How historical was it for me, my husband, and our boys–an African-American family, to turn on the television and see a man, who holds the highest office in the nation, with his family–a family that looks just like ours, commemorating one of the most memorable events in African-American history here on American soil–Selma! Today, we sat as a family almost sandwiched on the edge of my bed watching history unfold. 50 years ago to date, a people just like us, with aggressive purpose but peaceful deed, achieved a monumental feat. In the face of death, seeking their constitutional right to vote, 600 unarmed marchers braved the Edmund Pettus Bridge only to be met by a blood thirsty posse and state troopers, set on deterring their will, who beat them with weapons and showered them with tear gas leaving many of them battered and bloody.
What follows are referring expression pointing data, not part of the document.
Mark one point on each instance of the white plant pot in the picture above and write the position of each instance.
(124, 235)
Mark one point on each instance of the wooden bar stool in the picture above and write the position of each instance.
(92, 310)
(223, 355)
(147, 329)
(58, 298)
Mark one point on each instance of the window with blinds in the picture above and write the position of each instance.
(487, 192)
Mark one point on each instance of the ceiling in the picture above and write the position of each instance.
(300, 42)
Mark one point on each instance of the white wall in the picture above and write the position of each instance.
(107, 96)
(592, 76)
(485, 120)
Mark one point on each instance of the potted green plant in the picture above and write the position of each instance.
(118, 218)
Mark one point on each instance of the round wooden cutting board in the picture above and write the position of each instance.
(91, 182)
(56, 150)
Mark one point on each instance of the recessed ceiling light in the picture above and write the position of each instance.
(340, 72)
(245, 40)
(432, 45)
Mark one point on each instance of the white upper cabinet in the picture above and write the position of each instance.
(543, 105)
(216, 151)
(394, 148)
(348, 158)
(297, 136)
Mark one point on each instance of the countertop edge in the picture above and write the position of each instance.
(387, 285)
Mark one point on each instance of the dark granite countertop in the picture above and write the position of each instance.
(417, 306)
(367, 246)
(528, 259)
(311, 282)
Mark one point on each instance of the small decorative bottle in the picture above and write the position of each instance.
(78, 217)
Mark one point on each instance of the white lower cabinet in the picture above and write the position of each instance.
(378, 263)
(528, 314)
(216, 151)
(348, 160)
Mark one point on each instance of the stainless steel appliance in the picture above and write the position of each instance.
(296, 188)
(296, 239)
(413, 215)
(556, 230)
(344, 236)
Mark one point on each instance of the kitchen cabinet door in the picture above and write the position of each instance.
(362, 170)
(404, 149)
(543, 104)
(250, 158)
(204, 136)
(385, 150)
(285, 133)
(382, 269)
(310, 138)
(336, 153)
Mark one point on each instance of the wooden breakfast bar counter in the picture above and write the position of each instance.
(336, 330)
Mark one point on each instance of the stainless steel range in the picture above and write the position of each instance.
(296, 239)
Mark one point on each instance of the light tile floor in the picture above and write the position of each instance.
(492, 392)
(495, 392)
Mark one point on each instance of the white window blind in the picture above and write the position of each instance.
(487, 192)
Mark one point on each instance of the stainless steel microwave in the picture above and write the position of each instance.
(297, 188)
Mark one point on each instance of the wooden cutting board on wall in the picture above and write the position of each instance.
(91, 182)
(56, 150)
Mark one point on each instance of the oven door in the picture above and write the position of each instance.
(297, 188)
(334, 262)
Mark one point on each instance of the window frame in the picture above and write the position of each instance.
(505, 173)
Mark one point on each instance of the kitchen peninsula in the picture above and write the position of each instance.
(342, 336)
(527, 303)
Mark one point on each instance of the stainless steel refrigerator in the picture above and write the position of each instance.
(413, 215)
After escaping the bridge on that dark day, they didn’t return to their homes to cower in corners and give up. They mounted that bridge two more times, and with the whole world watching. Because of their determined stance, President Johnson was forced to move on their behalf. On their third attempt, thousands of US soldiers and National Guard were dispatched to protect them as they blazed the historic trail from Selma to Montgomery to contest their right to vote.

I don’t believe our eyes shifted once during today’s coverage. Rep. Lewis–A Selma survivor, shared an emotional account with the world today and admonished that we are far from resolved on this issue. The President followed with an echo of the same sentiment by going a step further and challenging congress to not just note Selma as a historic event, but step up and continue to protect voting rights by blocking current laws being established to neglect them. The moment was concluded with a memorable walk over the bridge.

The baton was passed to the next generation today. And for that, we say thank you. Thank you to Dr. Martin Luther King Jr., Jimmie Lee Jackson, Amelia Boynton Robinson, Representative John R. Lewis, and countless others who were beat down but refused to back down. We take our hats off to you today!